As someone who has, at times, succumbed to the cross-party appeal of Senator John McCain, I'm nonetheless astonished at the number of otherwise intelligent journalists who seem not to have noticed that he has radically reinvented himself since the heretical years of 2000-2003.

Take Nick Kristof, who in a column in Sunday's Times entitled "The World's Worst Panderer" argues that "Mr. McCain’s orneriness toward Republican primary voters makes him a lionheart in the political world." The first three bits of evidence for this thesis are as follows:

1) "Mr. McCain led the battle against Dick Cheney on torture, even though it cost him donations, votes and endorsements." Kristof considers this "Mr. McCain’s most heroic moment." Eight paragraphs later, though, he's forced to confess that last week McCain "retreated on his brave stand on torture by voting against a bill that would block the C.I.A. from using physical force in interrogations." Some hero.

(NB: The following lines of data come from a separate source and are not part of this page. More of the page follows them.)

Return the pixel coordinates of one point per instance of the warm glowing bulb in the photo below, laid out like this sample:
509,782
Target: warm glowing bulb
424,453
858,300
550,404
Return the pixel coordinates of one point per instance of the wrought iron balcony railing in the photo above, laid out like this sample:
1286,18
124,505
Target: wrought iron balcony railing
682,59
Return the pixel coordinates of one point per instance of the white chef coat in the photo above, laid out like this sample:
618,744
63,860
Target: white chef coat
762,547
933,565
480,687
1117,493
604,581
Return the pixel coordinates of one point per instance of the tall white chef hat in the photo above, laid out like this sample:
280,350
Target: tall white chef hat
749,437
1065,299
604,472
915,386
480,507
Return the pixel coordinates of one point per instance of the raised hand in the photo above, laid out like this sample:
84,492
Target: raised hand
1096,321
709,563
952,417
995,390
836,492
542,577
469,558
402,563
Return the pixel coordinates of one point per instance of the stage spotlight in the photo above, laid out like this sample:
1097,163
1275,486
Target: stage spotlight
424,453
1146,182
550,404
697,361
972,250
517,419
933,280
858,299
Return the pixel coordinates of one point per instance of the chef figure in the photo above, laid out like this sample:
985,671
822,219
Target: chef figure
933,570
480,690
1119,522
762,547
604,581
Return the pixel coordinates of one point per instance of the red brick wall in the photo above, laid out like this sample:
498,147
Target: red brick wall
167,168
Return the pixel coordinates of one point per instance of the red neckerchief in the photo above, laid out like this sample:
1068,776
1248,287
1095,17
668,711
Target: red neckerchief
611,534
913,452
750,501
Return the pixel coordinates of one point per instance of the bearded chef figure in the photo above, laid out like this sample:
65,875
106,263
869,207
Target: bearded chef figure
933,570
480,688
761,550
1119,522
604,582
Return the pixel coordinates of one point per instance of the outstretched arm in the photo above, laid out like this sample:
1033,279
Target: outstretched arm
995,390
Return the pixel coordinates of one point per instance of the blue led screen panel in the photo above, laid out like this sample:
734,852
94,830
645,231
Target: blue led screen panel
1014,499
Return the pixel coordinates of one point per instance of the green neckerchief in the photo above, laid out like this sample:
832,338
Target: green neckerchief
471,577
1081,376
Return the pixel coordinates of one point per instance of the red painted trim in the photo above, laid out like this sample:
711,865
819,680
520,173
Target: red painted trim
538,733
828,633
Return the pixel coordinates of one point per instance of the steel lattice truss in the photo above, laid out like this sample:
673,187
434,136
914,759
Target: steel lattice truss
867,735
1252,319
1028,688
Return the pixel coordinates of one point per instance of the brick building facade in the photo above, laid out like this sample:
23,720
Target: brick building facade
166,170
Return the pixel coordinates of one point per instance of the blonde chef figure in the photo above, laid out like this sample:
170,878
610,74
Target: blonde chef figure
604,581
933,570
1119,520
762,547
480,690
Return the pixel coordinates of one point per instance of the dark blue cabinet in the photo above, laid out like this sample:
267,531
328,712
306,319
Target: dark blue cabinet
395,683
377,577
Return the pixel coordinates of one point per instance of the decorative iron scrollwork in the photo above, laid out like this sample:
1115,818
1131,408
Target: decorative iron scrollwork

2) Then on to immigration, where Kristof writes that "While other Republican candidates revved up the mobs by debating how high a limb is optimal for hanging illegal immigrants, [McCain] patiently explained that it’s a complex problem with unsatisfying solutions, including creation of a path to citizenship for illegals." It seems to have escaped Kristof's notice that here, too, McCain has caved to the right, announcing that he "got the message" from those very same revved-up mobs and declaring that if his own immigration bill came up for a vote in the Senate he "would not" vote for it.

3) Third, Kristof notes McCain's longtime denunciations of ethanol, before adding, "This year he claimed that he liked ethanol after all, but he was so manifestly insincere and incompetent in this pandering that the episode was less contemptible than amusing."

To recap: Three examples of supposed political bravery, all of them since recanted. And Kristof doesn't even mention McCain's many other dramatic ideological reversals, including the most transparently political of all, his flip-flop on the Bush tax cuts. If incompetence and insincerity are really all it takes to get a pass on pandering, why isn't Kristof writing a testimonial to the political courage of Mitt Romney?